24Except to the extent alleged in these proceedings, there is no evidence or allegation that the respondent has discriminated against any employees as a result of their union activity or otherwise acted improperly before during or in the lengthy period since the organizing campaign. Except to the extent dictated by the Labour Relations Act, Mr. Moss-Norbury's behaviour toward Mr. Poon and other union supporters remained unchanged until the discoveries in August of 1989. Mr. Cagigal, another key organizer, testified that his personal relationship with Mr. Moss-Norbury had actually improved, for reasons which had nothing to do with anyone's union activity. Mr. Poon was on the union's bargaining committee when discharged. He remains on the committee. The respondent has not objected to that. There is no allegation that the respondent has been bargaining otherwise than in good faith either before or after the discharge of Mr. Poon.

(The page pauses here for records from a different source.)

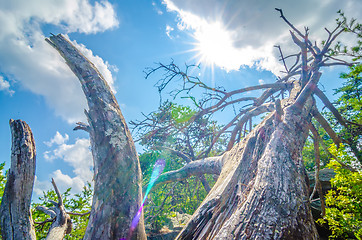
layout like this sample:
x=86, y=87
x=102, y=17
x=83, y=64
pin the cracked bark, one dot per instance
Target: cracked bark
x=261, y=192
x=15, y=216
x=117, y=174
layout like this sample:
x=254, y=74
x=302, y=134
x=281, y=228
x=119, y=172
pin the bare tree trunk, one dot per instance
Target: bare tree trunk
x=62, y=224
x=117, y=174
x=261, y=192
x=15, y=216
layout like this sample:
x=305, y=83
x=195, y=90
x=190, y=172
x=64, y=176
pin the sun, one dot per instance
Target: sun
x=214, y=44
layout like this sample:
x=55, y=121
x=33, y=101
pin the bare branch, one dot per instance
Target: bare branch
x=330, y=106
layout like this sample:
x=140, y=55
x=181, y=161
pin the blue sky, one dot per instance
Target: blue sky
x=233, y=41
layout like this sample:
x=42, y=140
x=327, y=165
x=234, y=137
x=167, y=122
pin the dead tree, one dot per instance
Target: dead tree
x=15, y=216
x=117, y=174
x=61, y=222
x=261, y=192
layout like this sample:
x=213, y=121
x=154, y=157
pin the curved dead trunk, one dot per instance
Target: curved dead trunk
x=261, y=192
x=15, y=216
x=117, y=174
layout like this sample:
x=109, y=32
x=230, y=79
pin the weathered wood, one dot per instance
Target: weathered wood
x=62, y=224
x=261, y=192
x=15, y=216
x=117, y=174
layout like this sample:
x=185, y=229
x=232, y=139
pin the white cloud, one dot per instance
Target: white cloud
x=63, y=182
x=26, y=58
x=57, y=139
x=255, y=27
x=157, y=9
x=5, y=86
x=169, y=29
x=77, y=155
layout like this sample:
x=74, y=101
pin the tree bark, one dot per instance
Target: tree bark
x=15, y=216
x=261, y=192
x=117, y=174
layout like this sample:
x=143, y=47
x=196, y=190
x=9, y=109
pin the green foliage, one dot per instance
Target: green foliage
x=79, y=203
x=2, y=180
x=182, y=197
x=308, y=149
x=344, y=203
x=349, y=104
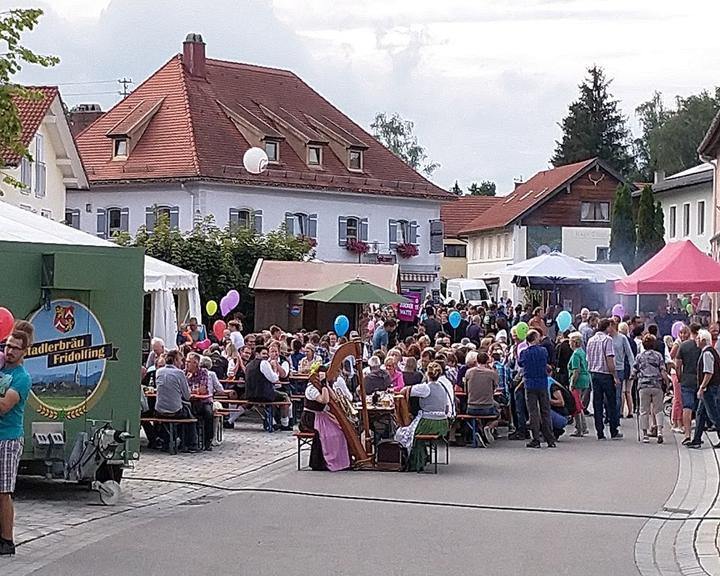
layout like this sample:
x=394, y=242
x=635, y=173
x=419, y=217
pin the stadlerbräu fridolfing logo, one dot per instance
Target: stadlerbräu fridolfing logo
x=67, y=361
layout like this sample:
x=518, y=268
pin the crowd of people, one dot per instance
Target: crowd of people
x=599, y=371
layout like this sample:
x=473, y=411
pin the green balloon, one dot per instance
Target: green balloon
x=521, y=330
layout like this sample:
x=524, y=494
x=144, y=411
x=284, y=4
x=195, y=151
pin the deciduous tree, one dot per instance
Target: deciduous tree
x=13, y=55
x=398, y=136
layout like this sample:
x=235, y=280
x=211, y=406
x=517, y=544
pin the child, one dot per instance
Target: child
x=579, y=381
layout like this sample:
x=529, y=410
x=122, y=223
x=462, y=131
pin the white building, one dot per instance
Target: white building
x=687, y=199
x=55, y=164
x=175, y=145
x=567, y=209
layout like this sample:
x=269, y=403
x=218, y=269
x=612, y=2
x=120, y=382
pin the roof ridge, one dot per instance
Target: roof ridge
x=247, y=65
x=188, y=116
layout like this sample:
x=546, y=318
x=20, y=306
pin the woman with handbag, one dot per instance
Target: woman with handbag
x=652, y=380
x=432, y=418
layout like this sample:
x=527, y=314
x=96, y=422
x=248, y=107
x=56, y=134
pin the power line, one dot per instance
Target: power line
x=88, y=82
x=91, y=93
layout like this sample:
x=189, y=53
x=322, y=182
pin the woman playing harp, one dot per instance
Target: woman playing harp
x=329, y=449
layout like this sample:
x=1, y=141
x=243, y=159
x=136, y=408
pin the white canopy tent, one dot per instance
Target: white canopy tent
x=162, y=280
x=558, y=268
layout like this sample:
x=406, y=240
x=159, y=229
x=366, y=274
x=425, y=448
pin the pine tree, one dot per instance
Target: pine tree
x=595, y=126
x=648, y=242
x=622, y=231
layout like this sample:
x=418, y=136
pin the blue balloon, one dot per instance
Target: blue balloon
x=342, y=324
x=454, y=318
x=564, y=320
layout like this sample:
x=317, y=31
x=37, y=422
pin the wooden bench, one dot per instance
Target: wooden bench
x=266, y=414
x=303, y=439
x=171, y=423
x=472, y=421
x=432, y=440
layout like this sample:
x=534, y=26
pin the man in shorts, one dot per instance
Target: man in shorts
x=15, y=386
x=686, y=363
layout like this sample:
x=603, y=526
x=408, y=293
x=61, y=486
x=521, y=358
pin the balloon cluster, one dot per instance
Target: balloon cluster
x=342, y=325
x=227, y=304
x=6, y=323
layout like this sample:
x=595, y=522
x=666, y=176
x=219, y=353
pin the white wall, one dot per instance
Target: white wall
x=583, y=242
x=218, y=199
x=53, y=203
x=691, y=195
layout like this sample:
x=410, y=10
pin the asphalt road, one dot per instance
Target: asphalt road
x=272, y=533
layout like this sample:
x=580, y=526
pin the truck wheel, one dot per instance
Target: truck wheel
x=109, y=472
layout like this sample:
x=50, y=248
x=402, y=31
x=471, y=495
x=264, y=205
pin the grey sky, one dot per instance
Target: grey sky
x=485, y=81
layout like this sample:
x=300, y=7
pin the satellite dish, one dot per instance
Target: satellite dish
x=255, y=160
x=543, y=249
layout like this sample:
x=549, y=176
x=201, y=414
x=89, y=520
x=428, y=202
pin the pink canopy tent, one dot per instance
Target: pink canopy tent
x=679, y=268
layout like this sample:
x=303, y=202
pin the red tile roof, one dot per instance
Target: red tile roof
x=526, y=196
x=456, y=215
x=31, y=112
x=192, y=136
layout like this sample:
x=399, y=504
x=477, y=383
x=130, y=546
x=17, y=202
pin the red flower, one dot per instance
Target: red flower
x=357, y=246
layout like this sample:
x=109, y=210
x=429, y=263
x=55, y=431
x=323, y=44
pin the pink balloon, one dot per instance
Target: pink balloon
x=224, y=306
x=203, y=344
x=675, y=331
x=233, y=299
x=6, y=323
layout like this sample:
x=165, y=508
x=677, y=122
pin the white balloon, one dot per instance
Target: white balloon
x=255, y=160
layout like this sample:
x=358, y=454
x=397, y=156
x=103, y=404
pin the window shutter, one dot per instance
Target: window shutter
x=342, y=231
x=175, y=217
x=101, y=223
x=150, y=218
x=125, y=219
x=234, y=218
x=289, y=220
x=363, y=232
x=414, y=236
x=312, y=226
x=392, y=233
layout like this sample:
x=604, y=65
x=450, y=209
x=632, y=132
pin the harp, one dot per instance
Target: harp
x=357, y=450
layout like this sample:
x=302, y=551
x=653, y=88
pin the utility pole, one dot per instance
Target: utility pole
x=125, y=84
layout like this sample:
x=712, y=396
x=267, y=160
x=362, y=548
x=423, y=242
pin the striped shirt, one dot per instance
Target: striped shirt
x=599, y=347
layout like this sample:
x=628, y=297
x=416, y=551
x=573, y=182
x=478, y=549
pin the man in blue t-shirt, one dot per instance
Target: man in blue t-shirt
x=14, y=390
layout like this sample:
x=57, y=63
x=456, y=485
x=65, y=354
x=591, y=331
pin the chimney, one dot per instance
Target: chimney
x=82, y=115
x=194, y=55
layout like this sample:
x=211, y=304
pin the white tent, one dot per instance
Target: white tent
x=162, y=280
x=558, y=268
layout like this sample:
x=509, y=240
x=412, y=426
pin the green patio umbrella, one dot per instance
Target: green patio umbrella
x=355, y=292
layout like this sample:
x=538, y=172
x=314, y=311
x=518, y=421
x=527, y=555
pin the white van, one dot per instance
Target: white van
x=467, y=291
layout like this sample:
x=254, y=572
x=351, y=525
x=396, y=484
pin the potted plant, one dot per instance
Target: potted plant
x=357, y=246
x=406, y=250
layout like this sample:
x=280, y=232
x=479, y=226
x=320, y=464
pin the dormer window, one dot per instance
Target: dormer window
x=120, y=148
x=272, y=149
x=355, y=160
x=314, y=155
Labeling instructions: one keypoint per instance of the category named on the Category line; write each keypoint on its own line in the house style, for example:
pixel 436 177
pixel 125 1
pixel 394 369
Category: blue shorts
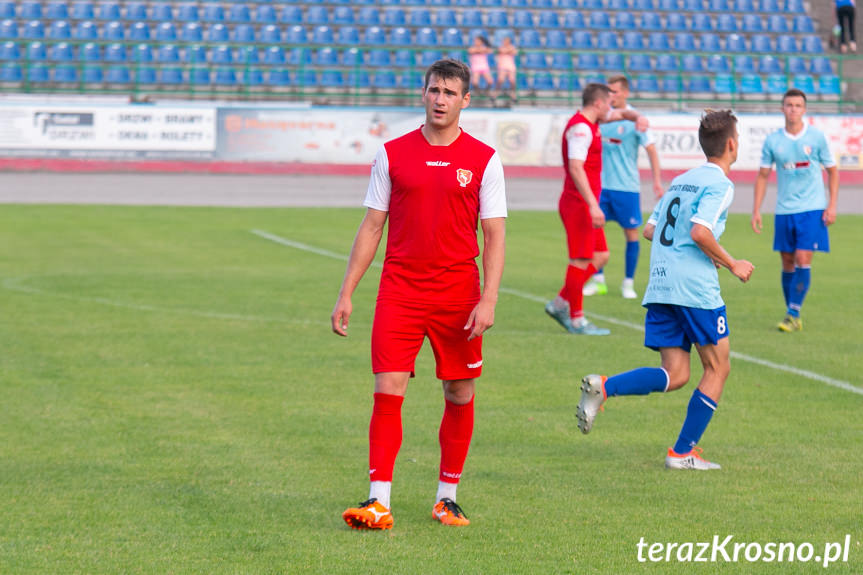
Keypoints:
pixel 803 231
pixel 669 325
pixel 621 207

25When an employer discharges a key employee organizer after an organizing campaign, it is natural to wonder whether the campaign had something to do with the discharge, even if the discharge is said to be for some unrelated reason. Even when the reason offered appears to be a sufficient or just cause for discharge, it would be an unusual case in which the dispassionate observer was left with no doubt at all about whether union activity had played some part in the motivation of the employer. As we have already observed, however, the employer is not required to persuaded us of its innocence beyond any reasonable doubt. The standard of proof is proof on a balance of probabilities. We are persuaded, on a balance of probabilities, that the reasons given by the respondent for terminating Mr. Poon's employment are the only reasons for that termination.
26Accordingly, this complaint is dismissed.